PAM currently has **4 schema types,** and the examples are like follows:


## GETTING STARTED
Usage examples:

```python
from pam import client, database, converter

# Example of Data. Intentionally put duplicated data.
data = [
    {'my_name_is': 'Scott', 'title': 'HarryPotter 1', 'score': 5, 'time': '2022-01-01'},
    {'my_name_is': 'Scott', 'title': 'HarryPotter 2', 'score': 8, 'time': '2022-01-02'},
    {'my_name_is': 'Scott', 'title': 'HarryPotter 2', 'score': 8, 'time': '2022-01-02'},
    {'my_name_is': 'Scott', 'title': 'HarryPotter 2', 'score': 8, 'time': '2022-01-02'},
    {'my_name_is': 'Scott', 'title': 'HarryPotter 3', 'score': 6, 'time': '2022-01-03'},
    {'my_name_is': 'Scott', 'title': 'HarryPotter 3', 'score': 6, 'time': '2022-01-03'},
    {'my_name_is': 'Marry', 'title': 'Starwars 1', 'score': 3, 'time': '2022-01-04'},
    {'my_name_is': 'Marry', 'title': 'Starwars 1', 'score': 3, 'time': '2022-01-04'},
    {'my_name_is': 'Marry', 'title': 'Starwars 1', 'score': 3, 'time': '2022-01-04'},
    {'my_name_is': 'Marry', 'title': 'Starwars 2', 'score': 5, 'time': '2022-01-05'},
    {'my_name_is': 'Marry', 'title': 'Starwars 2', 'score': 5, 'time': '2022-01-05'},
    {'my_name_is': 'Marry', 'title': 'Starwars 2', 'score': 5, 'time': '2022-01-05'}
]

schemas = {
    # Type 1
    'Person': {
        'type': ('vertex', 'unique_vertex'),
        'collection': 'Person',
        'unique_key': ('my_name_is',),
        'fields': {
            'name': 'my_name_is'
        },
        'index': [
            {'field' : ('name',), 'unique' : True, 'ttl' : False}
        ]
    },
    # Type 1
    'Movie': {
        'type': ('vertex', 'unique_vertex'),
        'collection': 'Movie',
        'unique_key': ('title',),
        'fields': {
            'title': 'title'
        },
        'index': [
            {'field' : ('title',), 'unique' : True, 'ttl' : False}
        ]
    },
    # Type 2
    'has_ever_watched': {
        'type': ('edge', 'unique_edge_btw_vertices'),
        'collection': 'has_ever_watched',
        '_from_collection': 'Person',
        '_from': ('my_name_is',),
        '_to_collection': 'Movie',
        '_to': ('title',),
        'fields': {
        },
        'index': []
    },
    # Type 3
    'watched': {
        'type': ('edge', 'unique_edge_on_event'),
        'collection': 'watched',
        'unique_key': ('time',),
        '_from_collection': 'Person',
        '_from': ('my_name_is',),
        '_to_collection': 'Movie',
        '_to': ('title',),
        'fields': {
            'time': 'time',
            'score': 'score'
        },
        'index': []
    },
    # Type 4
    'loves_most': {
        'type': ('edge', 'unique_edge_from_vertex'),
        'collection': 'loves_most',
        '_from_collection': 'Person',
        '_from': ('my_name_is',),
        '_to_collection': 'Movie',
        '_to': ('title',),
        'fields': {
            'time': 'time',
            'score': 'score'
        },
        'condition': {
            # If score has max value, change favorite movie
            'max_by': {
                'score': ['_to']
            }
        },
        'index': []
    },
    'some_redundant_schema_used_elsewhere': {


    }
}

arango_conn = client.get_arango_conn(hosts="http://localhost:8529")
database_obj = database.create_and_get_database(arango_conn, 'favorite_movie', 'root', 'password')
mapping_list = ['Person', 'Movie', 'has_ever_watched', 'watched', 'loves_most']
converter.arango_converter(data, database_obj, schemas, mapping_list)
```


## TYPES OF SCHEMA

There are yet no official documentation of this library.
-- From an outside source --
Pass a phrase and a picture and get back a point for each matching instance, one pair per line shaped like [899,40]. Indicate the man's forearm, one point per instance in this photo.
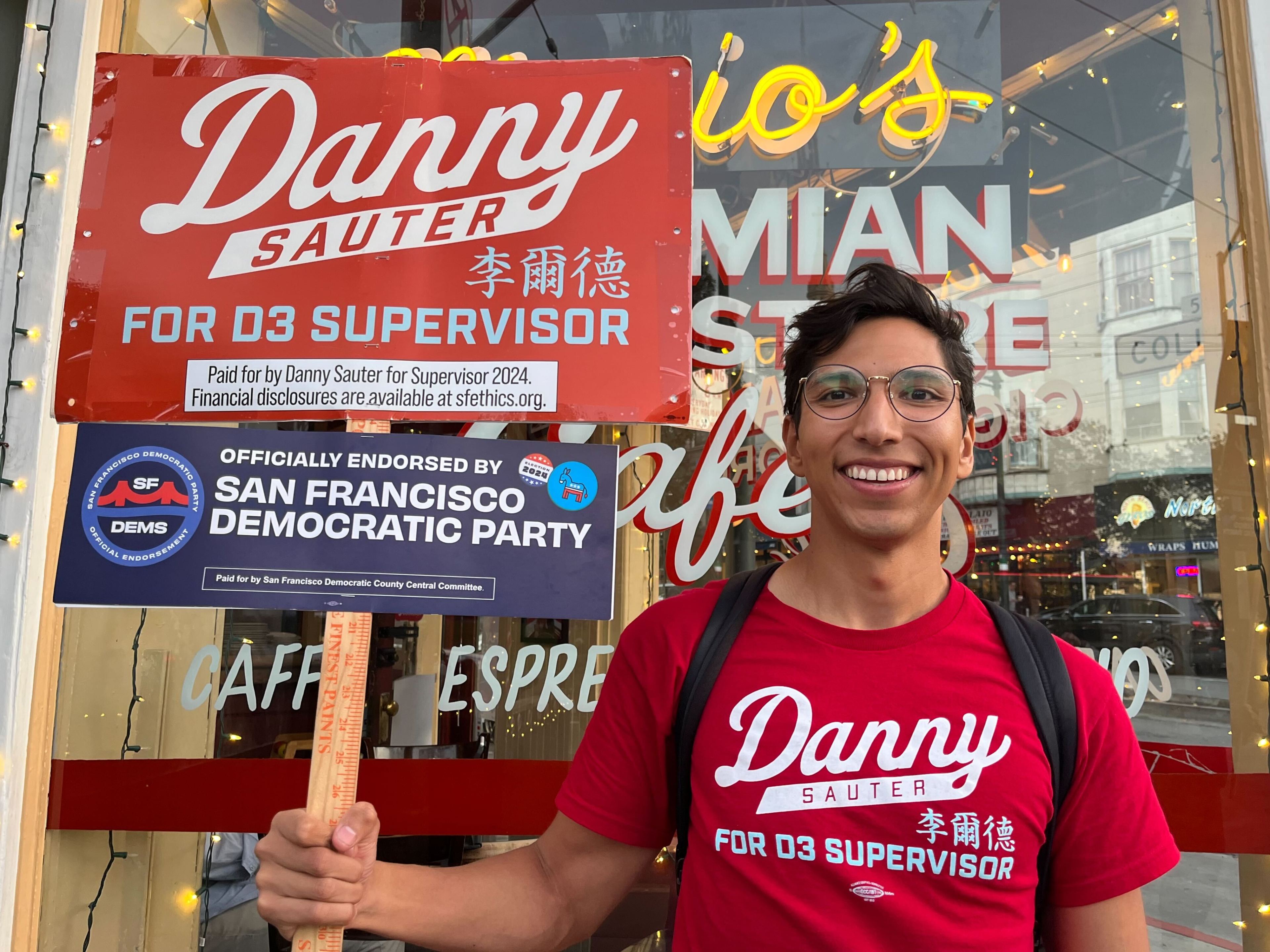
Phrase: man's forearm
[503,904]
So for now, this would be the only documentation to follow. 🤢

### Type 1. unique_vertex
unique_vertex type is a vertex mapper usually used to make one unique vertex entity.

For example, it can be used to represent people, food names, job titles, city names in Korea, etc.
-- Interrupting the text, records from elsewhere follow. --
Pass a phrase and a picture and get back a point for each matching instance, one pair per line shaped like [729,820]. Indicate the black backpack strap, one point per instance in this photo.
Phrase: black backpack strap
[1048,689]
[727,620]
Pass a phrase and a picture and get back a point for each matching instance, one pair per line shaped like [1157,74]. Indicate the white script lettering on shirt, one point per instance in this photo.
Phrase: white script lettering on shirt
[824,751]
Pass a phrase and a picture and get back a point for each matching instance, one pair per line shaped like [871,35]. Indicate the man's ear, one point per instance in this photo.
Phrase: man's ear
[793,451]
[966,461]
From below schema, PAM do the following things:
1) Creates vertex collection named Person, and created indices
2) For every row, the `_key` field is created using `unique_key` fields each element joinned with `_` string ; here, the `_key` would be `{name}_{national_id}`
3) For every row, insert or upsert `fields` property

```python
"""
unique_vertex Type Requirements
- `type` (required) -- Tuple, (type_1, type_2)
- `collection` (required) -- String, collection name to map data into
- `unique_key` (required) -- Tuple, fields used to distinguish as unique document
- `fields` (required) -- Dict, data to store in documents. Keys represent names to use in ArangoDB, values represent field names to get data from 
- `index` (required) -- List of Dicts, index to use
"""

schemas = {'Person': {
    'type': ("vertex", 'unique_vertex'),
    'collection'  : 'Person',
    'unique_key' : ('name', 'national_id', ),
    'fields': {
        'name' : 'name',
        'age' : 'age',
        'job' : 'job'
    },
    'index': [
        {'field' : ('name',), 'unique' : True, 'ttl' : False}
    ]
}}
```

### Type 2. unique_edge_btw_vertices
unique_edge_btw_vertices type is an edge collection and should have `_from` and `_to` fields.

It is used to represent unique edge between two vertices. 

For example, it ensures that between `Seoul`, which is city collection, and `Korea`, which is country collection, there only exists one `is_city_of` edge. Duplicate data would be ignored.

```python
"""
unique_edge_btw_vertices Type Requirements
- `type` (required) -- Tuple, (type_1, type_2)
- `collection` (required) -- String, collection name to map data into
- `_from_collection` (required) -- String, name of _from edge collection
- `_from` (required) -- Tuple, fields used to distinguish as unique document in _from collection 
- `_to_collection` (required) -- String, name of _to edge collection
- `_to` (required) -- Tuple, fields used to distinguish as unique document in _to_ collection
- `fields` (required) -- Dict, data to store in documents. Keys represent names to use in ArangoDB, values represent field names to get data from 
- `index` (required) -- List of Dicts, index to use
"""

schemas = {'is_city_of': {
    'type': ("edge", 'unique_edge_btw_vertices'),
    'collection'  : 'is_city_of',
    '_from_collection' : 'City',
    '_from' : ('city_name', 'country_name', ),
    '_to_collection' : 'Country',
    '_to' : ('country_name',),
    'fields': {
        'city_number' : 'city_number'
    },
    'index': [
    ]
}}
```


### Type 3. unique_edge_on_event
unique_edge_on_event type is an edge collection and should have `_from` and `_to` fields.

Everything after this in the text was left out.